I don't have a bath just a shower room so Hattie will not get a bath in my house!. Have a good paw dunking container for the really muddy days and good rub down with towel. Wet wipe after toilet break will sort wee smell, not good idea to bath too often upsets coats natural balance and can cause dry flaky skin. Never bathed my terriers in 15 years but rubbed them down with towel whenever wet never smelt doggy and never had bad skin.


----------



## lauren

Ok thats really helpful. Thank u both, x x


----------



## Laura(L)Izzie

No problem  x


----------



## axl the cockerpoo

don`t think we`ve ever bathed axl - twice at the groomers maybe, hosed him down a few times mind.


----------



## Benji

I have a question about this ... my son is super allergic to cats and Simon (works for Sylvia) suggested we bathe the dog once we got her home because my son had such a bad reaction to the cat (we were in the house for a while and the cat was hanging around us and the pups). We have puppy shampoo ... any advice for such an early bath ... bit nervous.


----------



## Laura(L)Izzie

People generally advise to put a towel or something in the bottom of the bath or sink so that the puppy doesn't slide around as apparently it can be quite bad for their joints.

Other than that, just get it at a middle temprature, warmish but not too hot & try to keep him calm, hopefully he'll be fine & won't mind baths  But some really hate baths!


----------



## Enneirda.

I bath my crew weekly. Sometimes even sooner (but no less then 5 days) if they're dirty. As far as him peeing on his fur, you'd best get his stomach trimmed, that'll never get better lol. It doesn't look too bad to take the stomach up higher, and if you leave his sides longer you won't even notice it. 
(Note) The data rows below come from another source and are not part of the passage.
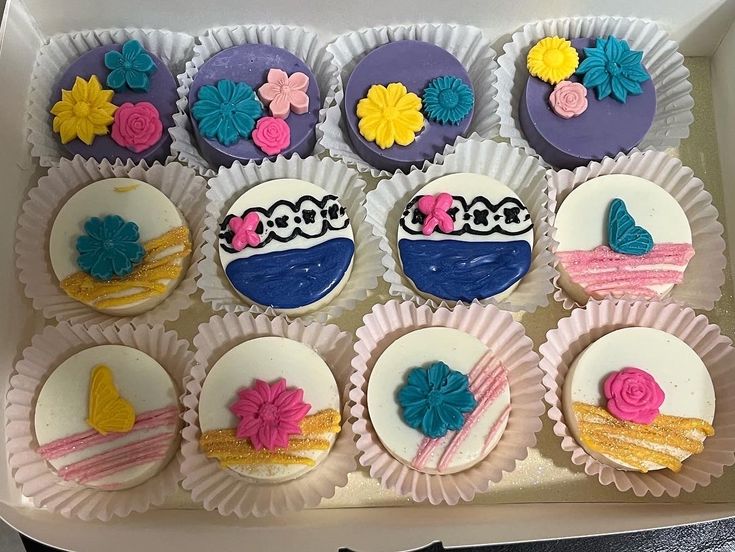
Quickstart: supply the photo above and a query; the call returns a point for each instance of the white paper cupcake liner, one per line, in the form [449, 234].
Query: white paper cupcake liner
[705, 274]
[520, 172]
[334, 177]
[63, 49]
[661, 58]
[180, 184]
[586, 325]
[300, 42]
[203, 476]
[466, 43]
[507, 339]
[31, 472]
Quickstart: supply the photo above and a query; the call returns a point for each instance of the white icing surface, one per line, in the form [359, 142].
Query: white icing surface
[469, 186]
[62, 406]
[268, 359]
[677, 369]
[265, 195]
[144, 205]
[460, 351]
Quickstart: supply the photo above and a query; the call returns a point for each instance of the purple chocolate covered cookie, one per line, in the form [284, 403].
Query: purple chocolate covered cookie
[568, 128]
[253, 102]
[413, 78]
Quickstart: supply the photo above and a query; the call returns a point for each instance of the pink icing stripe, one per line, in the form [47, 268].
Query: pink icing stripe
[80, 441]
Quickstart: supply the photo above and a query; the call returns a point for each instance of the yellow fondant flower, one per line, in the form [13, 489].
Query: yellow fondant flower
[552, 59]
[390, 115]
[84, 111]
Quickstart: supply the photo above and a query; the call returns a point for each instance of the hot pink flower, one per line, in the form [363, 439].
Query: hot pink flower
[284, 94]
[269, 414]
[633, 395]
[271, 135]
[137, 127]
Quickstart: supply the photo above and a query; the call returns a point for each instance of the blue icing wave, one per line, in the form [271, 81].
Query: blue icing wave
[461, 270]
[293, 278]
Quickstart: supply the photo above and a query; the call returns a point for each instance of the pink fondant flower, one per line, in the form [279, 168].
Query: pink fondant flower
[283, 93]
[272, 135]
[245, 231]
[269, 414]
[435, 208]
[568, 99]
[137, 127]
[633, 395]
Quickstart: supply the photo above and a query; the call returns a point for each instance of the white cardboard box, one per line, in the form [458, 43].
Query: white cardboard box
[703, 28]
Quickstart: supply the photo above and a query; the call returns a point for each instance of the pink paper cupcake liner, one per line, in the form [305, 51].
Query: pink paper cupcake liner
[507, 339]
[31, 472]
[599, 318]
[203, 476]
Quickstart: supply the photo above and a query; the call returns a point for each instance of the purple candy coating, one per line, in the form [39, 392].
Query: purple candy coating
[250, 63]
[606, 128]
[161, 93]
[413, 64]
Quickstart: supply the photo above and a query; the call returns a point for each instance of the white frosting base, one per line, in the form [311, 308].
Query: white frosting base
[266, 194]
[268, 359]
[677, 369]
[581, 220]
[144, 205]
[62, 406]
[469, 186]
[460, 351]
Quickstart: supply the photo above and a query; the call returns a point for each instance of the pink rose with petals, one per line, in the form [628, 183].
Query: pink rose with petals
[568, 99]
[271, 135]
[283, 93]
[633, 395]
[137, 127]
[269, 414]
Benji, make sure you have everything you'll need to make the bath short, and keep the water warm. If you own a blow dryer (human or dog) I'd advise using it, pups shiver a lot after a bath.


----------



## Benji

Thanks! I did it! I'm so proud of myself. He whimpered at the beginning then seemed to enjoy it a bit and then thought hmmm ... not sure about this and had a sad kind of look - but he didn't protest or try to struggle (as he did in the beginning). In no time we were done ... dried him with two different towels - 1st one to get most of the water and then another one to dry more ... used a low warm setting for the hair dryer - I have 4 (spent quite a long time drying him ... since he was shivering so much!)
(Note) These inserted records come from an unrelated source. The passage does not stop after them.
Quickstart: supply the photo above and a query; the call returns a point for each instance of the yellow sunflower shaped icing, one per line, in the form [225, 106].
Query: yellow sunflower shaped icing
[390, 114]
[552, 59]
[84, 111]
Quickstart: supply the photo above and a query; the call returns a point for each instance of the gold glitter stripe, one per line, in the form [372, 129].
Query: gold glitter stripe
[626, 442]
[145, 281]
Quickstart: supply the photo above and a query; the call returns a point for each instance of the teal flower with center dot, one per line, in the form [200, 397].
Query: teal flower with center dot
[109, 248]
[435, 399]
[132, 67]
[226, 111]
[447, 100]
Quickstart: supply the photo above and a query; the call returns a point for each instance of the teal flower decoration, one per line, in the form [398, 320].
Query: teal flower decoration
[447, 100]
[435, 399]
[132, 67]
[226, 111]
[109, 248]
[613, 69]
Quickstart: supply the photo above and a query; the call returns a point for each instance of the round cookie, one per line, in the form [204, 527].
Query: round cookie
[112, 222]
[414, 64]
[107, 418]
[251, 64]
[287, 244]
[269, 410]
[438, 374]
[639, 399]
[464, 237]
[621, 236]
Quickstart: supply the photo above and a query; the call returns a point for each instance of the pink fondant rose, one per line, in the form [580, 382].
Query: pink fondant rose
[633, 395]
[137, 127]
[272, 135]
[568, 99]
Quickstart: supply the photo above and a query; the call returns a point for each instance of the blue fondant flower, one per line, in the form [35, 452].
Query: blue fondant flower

He is such a good puppy! So glad we picked him ... so glad Sylvia did so much great work in his first 8 weeks ... he is a very secure puppy!


----------



## Benji

Enneirda. said:


> I bath my crew weekly. Sometimes even sooner (but no less then 5 days) if they're dirty.


This is what our doctor said to do because of my son's dust allergy, but I've also heard from dog groomers that weekly is too much for the dog's skin. What is your experience with the weekly washing on their skin?

Thanks!


----------



## Enneirda.

Benji said:


> This is what our doctor said to do because of my son's dust allergy, but I've also heard from dog groomers that weekly is too much for the dog's skin. What is your experience with the weekly washing on their skin?
> 
> Thanks!


'tis perfectly fine if you use the right shampoo. Something mild is best, and if any problems arise, there is always oatmill and the such made for pickier skin. 

I use a heavily diluted mixture of two store bought ones (one being an oatmill) and a squirt of Dawn, cause it takes out smells and stains like nothing else. I follow up with a touch of conditioner. I'm also playing around with homemade ones right now, but nothing all that serious. 

I could go to two weeks without too much of a problem... but I hate having a odd smelling bed lol. 'Lo gets a mild (but strong to me) doggy and earthy smell from all her running by a week, and she must _always_ sleep on any available pillows. So she brings it on herself. And D needs it often to keep out the tangles in his long mane, and cause he looks stupid when his fur crinkles lol.


----------